A Londres, en juillet 1909, sur la fin de la «season». Un bal d'ambassade où j'arrivai tard, non loin de minuit. Dans une grande salle où tournoyaient des valseurs, une femme, toute svelte et juvénilement cambrée, se tenait debout contre le mur du fond; elle regardait et souriait. Sa robe, très simple, en je ne sais quelle diaphane étoffe noire, s'ornait, vers le bas seulement, de broderies couleur de feu pâle, qui simulaient des flammes d'alcool. Les valseurs, en passant devant elle, s'écartaient un peu par respect; certains couples même s'arrêtaient, pour saluer d'une révérence profonde. Nouveau venu à Londres, que je voyais pour la première fois, quand on me dit: C'est la reine; je doutai presque, dérouté par tant de jeunesse. Cependant je l'avais aperçue la veille, passant très vite dans sa voiture, et je reconnaissais bien le fin profil. Et puis, sur ses cheveux brillait une couronne en diamants,—très légère, il est vrai, très simple, mais une «couronne fermée», comme, seules, ont le droit d'en porter les souveraines.
Pendant que la valse durait encore, j'eus l'honneur de lui être présenté. Dans le bruit de la musique, dans le bruit du tourbillon qui pourtant se faisait plus lent près d'Elle et plus silencieux, Sa Majesté, avec une bienveillance exquise, daigna me dire ces paroles que les souverains savent trouver pour les hôtes de leur pays...
L'instant d'après, le roi Edouard sortait d'un salon voisin où il venait de jouer au bridge: «Ah! dit-il avec un bon sourire, en me tendant la main, quand notre ambassadeur me présenta à Lui, voici donc l'anglophobe.»—«Sire, je crois, répondis-je, que je le suis déjà bien moins».
Pendant le souper, je perdis de vue le roi et la reine. C'était par petites tables, dans un jardin que l'on avait recouvert de tentes épaisses, mais où la pluie tombait quand même, une pluie glacée qui tambourinait sur les toiles et filtrait par mille gouttières.

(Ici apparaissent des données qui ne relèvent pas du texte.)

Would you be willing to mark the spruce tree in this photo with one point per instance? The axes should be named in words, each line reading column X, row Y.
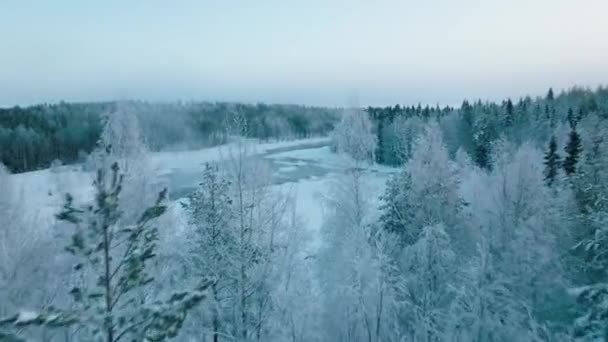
column 550, row 95
column 552, row 162
column 573, row 150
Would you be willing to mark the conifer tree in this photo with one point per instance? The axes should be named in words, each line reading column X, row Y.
column 573, row 150
column 552, row 162
column 550, row 95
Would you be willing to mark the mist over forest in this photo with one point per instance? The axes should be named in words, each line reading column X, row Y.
column 137, row 221
column 304, row 171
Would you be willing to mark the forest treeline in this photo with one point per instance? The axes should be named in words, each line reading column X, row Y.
column 33, row 137
column 475, row 126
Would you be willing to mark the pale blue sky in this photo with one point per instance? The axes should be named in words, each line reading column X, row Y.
column 311, row 52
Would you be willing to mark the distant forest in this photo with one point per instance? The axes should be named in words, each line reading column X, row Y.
column 33, row 137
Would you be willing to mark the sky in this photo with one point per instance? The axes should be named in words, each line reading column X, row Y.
column 314, row 52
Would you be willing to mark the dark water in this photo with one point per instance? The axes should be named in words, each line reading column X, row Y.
column 284, row 169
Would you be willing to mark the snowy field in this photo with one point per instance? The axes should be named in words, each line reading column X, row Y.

Un grand brouhaha se fit quand Leurs Majestés se furent levées, chacun voulant arriver dans les vestibules pour les saluer au départ. Et là, je revis la reine, qui descendait légèrement les marches du perron. Elle avait mis un petit manteau de fourrure grise, d'où s'échappait la traîne en gaze noire brodée de flammes pâles; aucun voile sur la tête, où scintillait la couronne fermée. Jeune toujours, malgré la cruelle lumière électrique, elle rendait les saluts en se retournant avec sa grâce charmante.
Le lendemain,—veille du jour où j'allais quitter l'Angleterre pour sans doute n'y jamais revenir—je me rendis à Buckingham-Palace, où S. M. la reine Alexandra daignait m'accorder l'audience que je lui avais fait demander. Comme tous les ans à pareille époque, le roi venait déjà de partir avec la Cour, pour Windsor, où la reine devait incessamment le rejoindre.
C'était pour midi, l'audience; un midi anglais, sous un soleil de juillet à peine tiède. Aucune animation ce jour-là autour de Buckingham-Palace,—qui en tout temps s'isole de la vie ambiante par des solitudes plantées d'arbres, par des semblants de forêt, par des semblants de prairies, aux massifs de géraniums uniformément rouges. Personne dans les grandes cours sablées, au fond desquelles le palais se dressait lourd, morose et noirâtre, silencieux comme une demeure vide.
Ma voiture s'arrêta devant une petite entrée particulière, où cependant parut un huissier en livrée rouge, au placide visage, qui me fit passer dans un très modeste parloir. J'y fus rejoint tout aussitôt par une vieille dame à l'air aimable et bon: la dame d'honneur de service. «Si vous voulez bien me suivre,—dit-elle en français, sans le moindre accent,—je vais vous emmener chez Sa Majesté.» Et je la suivis, d'abord dans d'étroits couloirs sombres, puis dans un petit ascenseur qu'elle fit jouer elle-même, un tout petit ascenseur à deux places. En haut, au premier étage, nouveaux couloirs obscurs, et enfin un salon ayant vue sur des arbres. «Restez-là, me dit-elle, je vais avertir Sa Majesté.» Sur ces mots, elle disparut et on ne la revit plus.